The academic book of the future: just a change of delivery or something more?
A keynote speaker at a recent conference was particularly good. In the pub afterwards we were still talking about him. We envied his ability to distil complex ideas (Adorno et al) into an easily understood context for what he wanted to say. He provided his listeners with a shared idea of where he was going and when he got there he just delivered a few plainly stated propositions that made perfect sense and gave us more than enough food for thought. It was not until one member of the audience asked a question from which the word ‘paradigm’ tumbled that I noticed it had been free of academic jargon too: ‘trope’ was not mentioned once. We reflected that the best academic papers we had heard or read had the same qualities: they were relaxed, comprehensible and embraced readers and listeners in a shared, but often fairly intense endeavour to think deeply about a topic in a new way.
Why are such experiences relatively rare and why do they make their mark so strongly when they appear? Well, some academic questions cannot be given this treatment – the complications are inherent in the complexity of the subject. But this is not always the case; often it is because the weight of the academic tradition bears so heavily that it encourages a sort of professional self-consciousness that only the best feel sufficiently confident to cast aside.
These thoughts transmit easily to current debates about the future of the academic book. Many of the best and most enjoyable books I have encountered are academic, indeed the one I am reading at the moment (on fifteenth-century vocal music) is a real page-turner. But that is not really the issue. The academic book of the future is almost certainly going to be online and, if wisdom prevails, will be open access. Ideas about the business models that might enable such a future are difficult to contemplate, but that is only the start of it. The idea of the online ‘book’, rather than the academic project ‘website’ (which is not at all controversial), is attended by severe anxieties that are at heart cultural: for many it implies a step too far.

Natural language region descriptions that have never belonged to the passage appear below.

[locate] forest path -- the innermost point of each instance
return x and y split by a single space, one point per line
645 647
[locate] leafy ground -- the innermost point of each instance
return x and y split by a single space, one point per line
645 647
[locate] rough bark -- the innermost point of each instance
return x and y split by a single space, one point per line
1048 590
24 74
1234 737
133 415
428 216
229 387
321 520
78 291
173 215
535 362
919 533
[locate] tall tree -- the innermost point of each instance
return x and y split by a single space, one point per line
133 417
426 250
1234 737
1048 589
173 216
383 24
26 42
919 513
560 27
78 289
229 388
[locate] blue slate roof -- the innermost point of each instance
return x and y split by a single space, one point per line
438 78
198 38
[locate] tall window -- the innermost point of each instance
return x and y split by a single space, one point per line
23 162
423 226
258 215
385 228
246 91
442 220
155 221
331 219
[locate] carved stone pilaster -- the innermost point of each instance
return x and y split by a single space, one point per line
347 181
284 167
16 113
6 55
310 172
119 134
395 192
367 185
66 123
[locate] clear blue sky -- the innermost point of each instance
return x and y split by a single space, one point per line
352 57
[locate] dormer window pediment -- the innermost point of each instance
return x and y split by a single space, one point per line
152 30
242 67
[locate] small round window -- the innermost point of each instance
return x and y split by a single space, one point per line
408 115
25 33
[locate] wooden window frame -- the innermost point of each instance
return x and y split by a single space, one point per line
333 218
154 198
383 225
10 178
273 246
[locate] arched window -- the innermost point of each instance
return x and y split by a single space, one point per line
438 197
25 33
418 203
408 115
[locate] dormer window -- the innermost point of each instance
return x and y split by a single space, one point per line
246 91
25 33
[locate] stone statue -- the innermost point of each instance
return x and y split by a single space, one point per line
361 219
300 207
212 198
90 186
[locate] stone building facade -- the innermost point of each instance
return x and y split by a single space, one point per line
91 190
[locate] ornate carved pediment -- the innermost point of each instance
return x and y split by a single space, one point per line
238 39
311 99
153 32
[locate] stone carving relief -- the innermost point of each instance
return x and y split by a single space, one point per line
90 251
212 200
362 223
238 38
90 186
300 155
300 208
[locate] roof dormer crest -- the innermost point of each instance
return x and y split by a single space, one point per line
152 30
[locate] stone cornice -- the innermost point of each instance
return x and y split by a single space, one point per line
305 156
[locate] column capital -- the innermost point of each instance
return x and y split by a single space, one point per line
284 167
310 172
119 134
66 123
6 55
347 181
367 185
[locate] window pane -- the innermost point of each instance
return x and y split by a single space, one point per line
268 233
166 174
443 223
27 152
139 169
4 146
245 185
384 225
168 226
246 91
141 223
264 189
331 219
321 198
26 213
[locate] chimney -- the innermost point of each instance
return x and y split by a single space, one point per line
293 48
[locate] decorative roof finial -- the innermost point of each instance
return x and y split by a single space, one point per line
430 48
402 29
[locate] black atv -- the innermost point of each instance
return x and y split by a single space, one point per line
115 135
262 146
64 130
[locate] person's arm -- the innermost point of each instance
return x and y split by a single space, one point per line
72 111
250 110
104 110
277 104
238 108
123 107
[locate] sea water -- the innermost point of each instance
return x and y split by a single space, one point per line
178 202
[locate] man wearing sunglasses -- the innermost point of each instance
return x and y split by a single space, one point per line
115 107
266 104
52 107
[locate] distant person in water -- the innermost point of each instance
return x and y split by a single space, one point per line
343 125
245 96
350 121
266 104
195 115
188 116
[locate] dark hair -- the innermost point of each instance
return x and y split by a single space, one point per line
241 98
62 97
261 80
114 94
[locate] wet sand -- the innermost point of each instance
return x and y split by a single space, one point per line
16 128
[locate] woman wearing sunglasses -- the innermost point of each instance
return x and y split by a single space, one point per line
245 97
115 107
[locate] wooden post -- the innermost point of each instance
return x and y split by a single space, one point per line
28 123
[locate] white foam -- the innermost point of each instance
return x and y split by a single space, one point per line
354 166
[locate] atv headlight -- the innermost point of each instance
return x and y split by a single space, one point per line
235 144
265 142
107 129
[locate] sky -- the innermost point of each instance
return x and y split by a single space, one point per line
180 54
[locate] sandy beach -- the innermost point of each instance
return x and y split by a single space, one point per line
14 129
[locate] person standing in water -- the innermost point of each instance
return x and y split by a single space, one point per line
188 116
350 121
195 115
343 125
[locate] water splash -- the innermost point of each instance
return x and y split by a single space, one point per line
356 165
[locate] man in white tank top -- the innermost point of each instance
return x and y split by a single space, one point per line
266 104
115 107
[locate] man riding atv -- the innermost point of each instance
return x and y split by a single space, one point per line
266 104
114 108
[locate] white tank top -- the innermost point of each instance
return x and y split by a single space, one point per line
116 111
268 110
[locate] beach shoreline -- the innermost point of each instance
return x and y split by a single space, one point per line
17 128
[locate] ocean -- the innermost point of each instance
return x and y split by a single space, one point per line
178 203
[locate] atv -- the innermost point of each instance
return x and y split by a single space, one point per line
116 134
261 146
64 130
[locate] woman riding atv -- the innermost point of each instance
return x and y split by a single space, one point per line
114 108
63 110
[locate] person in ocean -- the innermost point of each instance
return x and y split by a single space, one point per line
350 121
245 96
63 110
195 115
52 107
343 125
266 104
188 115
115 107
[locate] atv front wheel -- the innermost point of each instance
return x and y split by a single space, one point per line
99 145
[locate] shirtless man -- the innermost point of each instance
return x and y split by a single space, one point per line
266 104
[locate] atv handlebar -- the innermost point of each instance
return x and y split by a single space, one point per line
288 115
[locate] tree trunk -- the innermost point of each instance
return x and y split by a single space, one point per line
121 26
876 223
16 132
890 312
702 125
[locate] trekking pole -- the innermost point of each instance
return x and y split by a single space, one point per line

There is good evidence showing that some academics liberally use online sources when researching, but cite only hard copies in written output. Why is this? In the early days of the internet this may have been because protocols for citation were not well-established, but in those early days there was not a lot to cite anyway. The problem is that the printed book and its cataloguing by the great libraries of the world has status, gravitas, permanence and faithfulness to a core tradition in the academic humanities. Furthermore, printed academic books are personal, even emotional achievements, they mark stages in careers: physical trophies conferred with credence by publishers and peer review. That an online equivalent holds the potential to reach vastly more people and offer a host of accompanying benefits is not widely perceived as compensation for all that is implied by the printed book.
It should not surprise us that any move to online publishing should stir emotions for it is one of the momentous episodes in academic history, marked less by the challenges of the new as by the potential demise of the old, and there is a lot at stake for all the major players: publishers, academic institutions, writers and readers. Three factors seem to be at the foreground.
Firstly, for online, open access book publication to move forward there has to be a widely shared belief that the prevailing integrity of academic publications will be neither impaired nor perceived to be impaired. Actually, there is scope to question whether the process that is supposed to guarantee this integrity is as sound as it is supposed to be anyway: it is a secretive system and one wonders how universal and rigorously exercised it is.
Secondly, there needs to be an acceptance that academic online book publication implies more than an alternative mode of delivery: it posits the possibility for a new species of academic product that is more flexible, containing greater opportunities for multimedia, linked data, and offering a place where discourses, resources and critique may stand side by side. It promises a more accessible democratised process for a potentially wider readership in whose interests the finest services of the World Wide Web can be harnessed.
And thirdly, national libraries need to find ways of elevating the presence of such publications in their cataloguing systems, perhaps by devising new data registration requirements for publishers and writers. This is one of the major challenges and its solution needs to be truly creative rather than merely administrative.
Writers and publishers will need to accept in their hearts as well as their minds that this mode of publication – if it is open access – holds the potential to reach a new global audience, in which vast numbers who presently have little scope for access to such material can be embraced and be part of communities of free and informed debate. Academics will be leaders in a process that is ultimately enlightening and liberating. In short the academic book of the future holds the potential to make public intellectuals of us all – in ways that are unprecedented.
Trevor Herbert is Emeritus Professor of Music at The Open University.